A&S co-lead projects:
Understanding Antibody Responses Through Spatial Analysis
Co-Applicants: Aereas Aung (Institute of Biomedical Engineering) & Sidhartha Goyal (Department of Physics)
Antibodies are a major outcome of vaccination. However, protective immunity requires high affinity antibodies to tightly bind and neutralize pathogens. Unique to B cells that express these antibodies, they can undergo affinity maturation to adaptively improve the binding affinity of their antibodies to foreign antigens. Tools capable of spatially analyzing antibody properties on B cells have yet to be created, limiting the study of how spatial heterogeneity impacts antibody production. This project will develop an imaging-based platform that melds experimental and theoretical approaches to characterize the binding affinities of antibodies on different cohorts of B cells responding to a vaccine and undergoing affinity maturation. With this technology, Aung and Goyal aim to provide insights that could revolutionize vaccine design, tailoring immune responses for enhanced efficacy against infectious diseases.
Co-Applicants: Clinton Groth (University of Toronto Institute for Aerospace Studies) & Bart Ripperda (Canadian Institute for Theoretical Astrophysics)
Emission from astrophysical systems, like black holes or radiation from the sun, is governed by small-scale interactions between photons and the surrounding plasma. To understand and predict this emission, it is essential to resolve both the large astrophysical scales and the small interaction scale. Due to the nonlinear nature of these interactions, high-accuracy numerical methods are essential to solve this problem. This research project aims to develop a first-of-its-kind radiation magnetohydrodynamics method in strong gravity to study emissions from black holes in the centers of galaxies. Using these proposed methods, Groth and Ripperda will explore similarities between winds and jets from black holes and the sun, and their interaction at large scales with the interstellar medium and Earth’s magnetosphere.
Scanning Van Der Waals Microscope (SVM) for Measuring Interlayer Properties Between 2D Materials
Co-Applicants: Tobin Filleter (Mechanical & Industrial Engineering) & Sergio de la Barrera (Department of Physics)
Two-dimensional (2D) materials like graphene hold great promise as platforms for exploring quantum effects and act as essential building blocks for flexible electronics, novel sensors, and quantum devices. Nearly all applications of 2D materials involve multiple 2D layers to provide stability and environmental isolation. This research collaboration will explore interlayer properties in multilayer structures comprising 2D “van der Waals” materials, like graphene. Barrera and Filleter will design and build a new scanning van der Waals microscope (SVM), that provides increased control over the relative position and orientation of 2D layers and the ability to alter the structure and measure its properties in situ, expanding the field of flexible electronics, quantum devices, sensors, and other related applications.

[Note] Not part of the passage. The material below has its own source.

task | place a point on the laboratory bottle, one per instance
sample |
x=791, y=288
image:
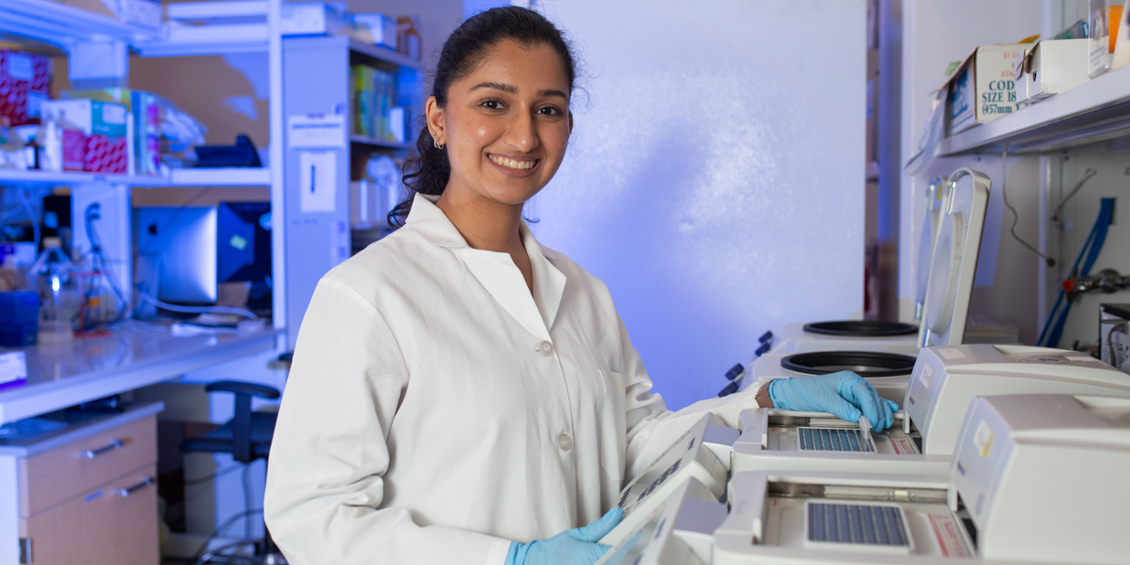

Fearless High-Level Synthesis with Rust
Co-Applicants: Mark Jeffrey (Electrical and Computer Engineering) & Ningning Xie (Department of Computer Science)
The 50-year era of improvement for general-purpose compute is nearing its end. Massively parallel, specialized hardware is the way forward for future performance, but demands inordinate cost and effort. This project aims to empower application developers in productively constructing specialized hardware using cost-effective reconfigurable fabrics. Jeffrey and Xie plan to develop a high-level synthesis (HLS) system based on Rust, a rapidly emerging systems programming language known for its performance, type safety, and fearless concurrency features. This project combines type systems, data race detection, task parallelism, compilers, and semantics design to address the evolving landscape of hardware design and performance optimization.